Better yet, Noga Alon proved in this paper that there is a constant c_2 such that the edge-isoperimetric number of any d-regular graph (with sufficiently large number of vertices) is at most d/2 - c_2 \sqrt d.

In summary, we can roughly think of edge-isoperimetric numbers of random d-regular graphs to be about d/2 - \Theta(\sqrt d).

For small values of d, Bollobas’ analysis yields the following.

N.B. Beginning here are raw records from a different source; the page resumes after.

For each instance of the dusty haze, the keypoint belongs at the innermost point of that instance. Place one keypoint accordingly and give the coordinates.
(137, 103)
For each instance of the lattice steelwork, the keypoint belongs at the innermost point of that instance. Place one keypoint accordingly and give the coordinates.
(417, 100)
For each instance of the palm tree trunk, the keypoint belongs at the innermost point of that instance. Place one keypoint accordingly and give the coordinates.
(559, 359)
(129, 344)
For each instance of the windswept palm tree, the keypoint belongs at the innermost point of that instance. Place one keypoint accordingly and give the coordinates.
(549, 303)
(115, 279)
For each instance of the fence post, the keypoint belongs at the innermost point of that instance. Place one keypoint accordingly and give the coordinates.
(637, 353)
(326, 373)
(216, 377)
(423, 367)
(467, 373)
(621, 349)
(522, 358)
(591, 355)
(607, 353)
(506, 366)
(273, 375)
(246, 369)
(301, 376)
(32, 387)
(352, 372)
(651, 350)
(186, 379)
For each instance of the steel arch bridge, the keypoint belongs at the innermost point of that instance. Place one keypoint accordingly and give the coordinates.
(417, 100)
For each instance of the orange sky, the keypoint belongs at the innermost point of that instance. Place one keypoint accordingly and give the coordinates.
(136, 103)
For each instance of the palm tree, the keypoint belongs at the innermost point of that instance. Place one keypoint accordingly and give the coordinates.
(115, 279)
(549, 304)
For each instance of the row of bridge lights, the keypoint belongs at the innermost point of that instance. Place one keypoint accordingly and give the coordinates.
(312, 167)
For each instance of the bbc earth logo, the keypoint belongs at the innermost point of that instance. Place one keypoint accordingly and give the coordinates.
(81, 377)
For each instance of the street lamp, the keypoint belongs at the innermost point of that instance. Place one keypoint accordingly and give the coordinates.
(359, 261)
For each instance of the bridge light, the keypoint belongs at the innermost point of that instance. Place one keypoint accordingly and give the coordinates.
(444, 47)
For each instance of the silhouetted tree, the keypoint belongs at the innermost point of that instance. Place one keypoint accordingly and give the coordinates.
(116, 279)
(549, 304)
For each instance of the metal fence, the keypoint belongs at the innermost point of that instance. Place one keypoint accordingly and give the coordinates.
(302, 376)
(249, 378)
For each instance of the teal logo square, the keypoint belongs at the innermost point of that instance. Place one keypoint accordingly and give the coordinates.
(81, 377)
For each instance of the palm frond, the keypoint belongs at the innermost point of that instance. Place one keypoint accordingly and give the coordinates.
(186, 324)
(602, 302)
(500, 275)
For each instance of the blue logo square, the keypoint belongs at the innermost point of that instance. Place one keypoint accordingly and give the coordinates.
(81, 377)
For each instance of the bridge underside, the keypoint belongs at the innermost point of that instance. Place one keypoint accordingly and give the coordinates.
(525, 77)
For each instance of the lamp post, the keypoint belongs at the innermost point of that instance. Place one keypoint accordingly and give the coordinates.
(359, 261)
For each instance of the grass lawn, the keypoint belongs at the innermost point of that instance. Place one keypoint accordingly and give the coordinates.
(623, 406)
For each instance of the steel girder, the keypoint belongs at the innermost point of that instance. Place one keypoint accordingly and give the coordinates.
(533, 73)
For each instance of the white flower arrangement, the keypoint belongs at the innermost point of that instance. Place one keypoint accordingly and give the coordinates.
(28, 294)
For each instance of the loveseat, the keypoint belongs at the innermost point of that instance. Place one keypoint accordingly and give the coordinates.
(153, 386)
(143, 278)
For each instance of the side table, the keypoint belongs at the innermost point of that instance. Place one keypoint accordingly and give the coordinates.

For every sufficiently large n,

  • there exists a (n,3,2/11)-edge expander
  • there exists a (n,4,11/25)-edge expander
  • there exists a (n,5,18/25)-edge expander
  • there exists a (n,6,26/25)-edge expander
  • there exists a (n,9,2.06)-edge expander

Lecture 4: Proof that PCP Theorem is equivalent to hardness of Gap-Max-SAT

Posted in lectures by HQN on September 8, 2008

In today’s lecture, I proved that the PCP theorem is equivalent to the fact that

  • Gap-MaxE3SAT_{1,s} is NP-Hard for some constant s \in (0,1)

From the fact, it’s easy to show that

  • MaxE3SAT is NP-Hard to approximate to within some constant \alpha <1

I also outlined things that will be discussed about expanders.

Lecture 3: Outline of Dinur’s Proof

Posted in lectures by HQN on September 5, 2008

In today’s lecture, I discussed the following:

  1. A list of results regarding various PCPs following the outline in Madhu Sudan’s lecture notes (See Section 2.2. on History of Results).
  2. Mentioned that the PCP theorem is equivalent to the NP-Hardness of Gap-MaxE3SAT_{1,s} for some constant s \in (0,1), which is equivalent to the NP-Hardness of approximating MaxE3SAT to a certain constant ratio \alpha<1.
  3. Defined the so-called Gap-Max-CG-\Sigma_{1,s} problem, whose NP-Hardness is also equivalent to the PCP theorem
  4. Briefly showed one direction of the PCP theorem, namely PCP[O(log n), O(1)]\subseteq NP
  5. Outlined Dinur’s proof of the PCP theorem.

Another article of interest is from Radnakrishnan and Sudan.

On Monday, I will prove #2 above formally, and start talking about expanders.